Monday, 24 February 2014

Cameron rolls back, rolls over – what will be his next trick?

 

October 25, 2013
David Cameron’s call for a “roll back” of green energy surcharges shows that the Government is now making up energy policy as it goes along.
He was quick to lambast Ed Miliband for announcing an energy price cap if Labour wins the next election – rightly pointing out that this would have a catastrophic impact on confidence in plans for energy infrastructure investment. Yet, almost without pausing for breath, he turns round and announces a review of the system for raising funds to pay for…energy infrastructure investment.
This is not only breathtaking hypocrisy and politicking of the worst kind; it shows a complete failure to understand our energy market and our country’s needs. Even his coalition partners the Lib Dems say he is panicking. His language at the despatch box betrayed his lack of poise on this issue. He might believe that Ed Miliband is a ‘con man’, but he was ill advised to voice that out loud.
He also conveniently forgets that the Climate Change Act of 2008 went through with support from both sides of the House – and green surcharges are a direct result of that Act.
Mortgaging the future
The Hinkley Point nuclear deal in the same week should give him further pause for thought. To get the nuclear deal over the line, he had to guarantee investors double the current price of electricity – in other words, he has mortgaged future domestic energy bills.
Green surcharges are not the whole reason our energy bills are rising – and it is hard to believe that Cameron doesn’t know that. The real reason is that we cannot control the wholesale market. Pension funds, who for so long saw utilities as core investments, no longer consider them the stable deliverers of returns and have disinvested.

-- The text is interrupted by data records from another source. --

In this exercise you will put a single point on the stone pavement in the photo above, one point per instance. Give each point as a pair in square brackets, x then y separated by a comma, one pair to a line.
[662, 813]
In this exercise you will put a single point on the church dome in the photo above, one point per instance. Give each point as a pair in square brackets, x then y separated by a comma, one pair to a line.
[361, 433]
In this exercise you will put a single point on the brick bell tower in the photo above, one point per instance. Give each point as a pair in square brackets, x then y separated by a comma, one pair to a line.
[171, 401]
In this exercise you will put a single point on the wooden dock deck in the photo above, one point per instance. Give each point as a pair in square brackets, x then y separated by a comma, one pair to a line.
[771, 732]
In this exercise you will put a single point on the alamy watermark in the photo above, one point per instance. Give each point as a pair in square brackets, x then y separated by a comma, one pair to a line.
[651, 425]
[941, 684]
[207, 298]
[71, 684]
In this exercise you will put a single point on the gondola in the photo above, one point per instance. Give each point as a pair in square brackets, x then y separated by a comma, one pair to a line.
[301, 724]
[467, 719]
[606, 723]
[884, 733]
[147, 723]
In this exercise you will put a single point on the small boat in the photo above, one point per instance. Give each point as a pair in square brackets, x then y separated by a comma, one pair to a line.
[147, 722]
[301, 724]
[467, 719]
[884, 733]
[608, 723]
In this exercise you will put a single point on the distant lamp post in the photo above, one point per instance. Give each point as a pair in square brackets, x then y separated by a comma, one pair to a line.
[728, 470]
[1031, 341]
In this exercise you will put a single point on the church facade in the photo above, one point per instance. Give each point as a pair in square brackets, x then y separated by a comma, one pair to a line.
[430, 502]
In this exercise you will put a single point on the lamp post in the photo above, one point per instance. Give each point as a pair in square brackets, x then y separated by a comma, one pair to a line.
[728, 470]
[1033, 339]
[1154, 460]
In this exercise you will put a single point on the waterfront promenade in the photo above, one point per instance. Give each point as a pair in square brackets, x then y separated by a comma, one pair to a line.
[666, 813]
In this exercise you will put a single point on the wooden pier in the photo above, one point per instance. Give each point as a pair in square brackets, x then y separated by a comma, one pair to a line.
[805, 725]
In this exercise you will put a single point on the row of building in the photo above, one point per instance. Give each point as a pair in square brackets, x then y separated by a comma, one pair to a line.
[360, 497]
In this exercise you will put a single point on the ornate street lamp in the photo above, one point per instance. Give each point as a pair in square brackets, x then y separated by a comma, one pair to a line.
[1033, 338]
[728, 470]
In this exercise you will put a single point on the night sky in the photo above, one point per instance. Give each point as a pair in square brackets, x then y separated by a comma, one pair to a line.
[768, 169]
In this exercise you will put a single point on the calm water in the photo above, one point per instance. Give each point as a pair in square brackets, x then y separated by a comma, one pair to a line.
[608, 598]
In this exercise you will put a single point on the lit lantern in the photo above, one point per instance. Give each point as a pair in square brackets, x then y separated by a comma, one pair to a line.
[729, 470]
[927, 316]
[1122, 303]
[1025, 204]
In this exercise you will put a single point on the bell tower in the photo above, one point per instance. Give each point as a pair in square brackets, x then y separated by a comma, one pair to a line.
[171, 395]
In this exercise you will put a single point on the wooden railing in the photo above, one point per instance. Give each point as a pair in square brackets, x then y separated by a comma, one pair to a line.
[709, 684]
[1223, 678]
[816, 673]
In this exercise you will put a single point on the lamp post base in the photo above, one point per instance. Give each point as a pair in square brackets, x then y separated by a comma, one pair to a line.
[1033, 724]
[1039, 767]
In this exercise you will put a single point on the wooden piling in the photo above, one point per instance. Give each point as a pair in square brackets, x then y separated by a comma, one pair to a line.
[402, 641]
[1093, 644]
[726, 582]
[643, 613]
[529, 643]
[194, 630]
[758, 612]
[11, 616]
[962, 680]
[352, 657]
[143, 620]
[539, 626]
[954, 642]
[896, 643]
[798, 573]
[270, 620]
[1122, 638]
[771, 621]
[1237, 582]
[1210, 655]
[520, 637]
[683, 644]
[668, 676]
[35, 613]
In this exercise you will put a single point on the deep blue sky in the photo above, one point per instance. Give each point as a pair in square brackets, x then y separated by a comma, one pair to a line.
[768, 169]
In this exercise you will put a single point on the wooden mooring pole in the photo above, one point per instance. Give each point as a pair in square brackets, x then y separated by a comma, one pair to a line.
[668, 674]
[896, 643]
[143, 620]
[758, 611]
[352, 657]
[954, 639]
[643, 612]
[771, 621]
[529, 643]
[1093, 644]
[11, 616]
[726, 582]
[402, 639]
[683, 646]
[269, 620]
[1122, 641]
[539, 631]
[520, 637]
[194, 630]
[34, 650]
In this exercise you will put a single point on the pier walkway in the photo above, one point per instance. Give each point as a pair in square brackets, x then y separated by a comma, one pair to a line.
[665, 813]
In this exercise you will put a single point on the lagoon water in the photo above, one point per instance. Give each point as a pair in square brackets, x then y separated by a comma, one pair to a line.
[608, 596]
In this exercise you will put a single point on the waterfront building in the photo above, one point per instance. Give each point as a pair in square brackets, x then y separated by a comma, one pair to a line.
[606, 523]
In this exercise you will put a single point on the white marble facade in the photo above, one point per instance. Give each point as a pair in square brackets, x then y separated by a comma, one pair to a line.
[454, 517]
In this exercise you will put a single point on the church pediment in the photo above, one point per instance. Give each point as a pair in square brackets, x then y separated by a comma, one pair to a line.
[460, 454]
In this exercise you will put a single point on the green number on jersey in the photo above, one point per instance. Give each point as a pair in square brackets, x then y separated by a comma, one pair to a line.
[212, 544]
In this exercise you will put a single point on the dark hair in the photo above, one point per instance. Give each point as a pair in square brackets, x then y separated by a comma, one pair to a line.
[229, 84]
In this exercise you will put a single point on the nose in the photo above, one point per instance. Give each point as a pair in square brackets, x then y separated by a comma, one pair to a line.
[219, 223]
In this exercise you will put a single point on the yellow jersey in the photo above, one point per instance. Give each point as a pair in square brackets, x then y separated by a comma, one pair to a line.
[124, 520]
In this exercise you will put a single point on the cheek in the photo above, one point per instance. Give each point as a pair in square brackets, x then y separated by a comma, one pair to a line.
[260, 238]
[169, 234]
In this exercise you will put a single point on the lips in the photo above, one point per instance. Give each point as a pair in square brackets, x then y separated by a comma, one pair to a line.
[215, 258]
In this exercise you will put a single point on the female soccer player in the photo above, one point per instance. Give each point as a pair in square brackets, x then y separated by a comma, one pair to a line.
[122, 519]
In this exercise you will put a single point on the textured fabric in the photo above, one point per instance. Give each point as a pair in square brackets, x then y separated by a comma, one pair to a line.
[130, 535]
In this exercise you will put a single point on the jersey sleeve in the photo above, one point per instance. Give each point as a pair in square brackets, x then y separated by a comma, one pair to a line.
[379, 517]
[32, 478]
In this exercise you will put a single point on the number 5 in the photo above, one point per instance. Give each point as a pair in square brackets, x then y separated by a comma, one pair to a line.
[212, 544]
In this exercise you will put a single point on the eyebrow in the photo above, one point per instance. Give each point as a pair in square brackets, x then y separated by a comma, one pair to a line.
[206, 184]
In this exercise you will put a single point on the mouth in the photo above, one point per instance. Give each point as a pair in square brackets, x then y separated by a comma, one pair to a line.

You would have expected the Tories to understand these pretty basic economic facts.
The big energy companies and investors didn’t like the look of the risk profile surrounding UK nuclear infrastructure so would only invest if the Government agreed to pay a high price.
According to the Climate Change Committee, the independent body advising the Government on how to meet our carbon reduction targets, household energy bills rose by an average of £520 between 2004 and 2012. Of that increase, £35 went towards supporting renewable power and £45 was invested in energy efficiency measures. Mr Cameron told the Commons that green charges had added £112 to the average annual energy bill.
Collapse
Even if his sums are right (and his own advisers are wrong); the addition of less than £10 a month to bills is hardly life changing – the collapse of our future energy infrastructure definitely would be.
Our industry has continually reminded the Government that you will only solve the problem of dwindling energy supplies with long-term policy decisions – yet both the Labour administration and the current coalition have flip flopped over this issue more than any other.
They managed to stick to their guns on petrol, though. Taxes account for more than 80% of what we pay at the pump and there were huge, violent protests in 2000 when we were paying around 80p per litre. Now, as we move towards £2.50 the protestors have melted away and there is much greater focus on the efficiency and reliability of vehicles to ensure they consume less fuel.
How about applying the same principle to buildings? Investment now in sustainable energy supplies will keep prices down in the future; but the most valuable energy is the energy we don’t use – so the big investment should be in energy efficiency. The Government has a perfectly good scheme in place for retrofitting every home in the country, but it is going nowhere.
Forgotten flagship
The Green Deal is rapidly becoming the forgotten ‘flagship’ policy because the “greenest government ever” has failed to invest in it. Not only has it not publicised it properly, it has allowed the loan repayments to be saddled with a 7% interest charge that is putting households off.
If the Government is prepared to mortgage future energy bills against nuclear energy and act as lender of last resort through Help to Buy, why can’t it make much more modest investments in energy saving? Underwriting the Green Deal so that it is cost neutral to homeowners, would turn the 80,000+ assessments that have been carried out into projects – currently only around 500 families have registered to convert their Green Deal assessment into an actual project.
Cameron should go further and incentivise the scheme by introducing lower council tax rates and stamp duty for energy efficient homes. This would lead to the nationwide rollout of energy efficient measures that would ensure households use less energy and, therefore, pay less now and in the future. The results would be visible long before Hinkley Point comes on stream.
It is pretty basic economics, but it does mean you have to stop making things up as you go along and playing party politics with our future.
Oh, and you have to believe there is a future beyond the next election.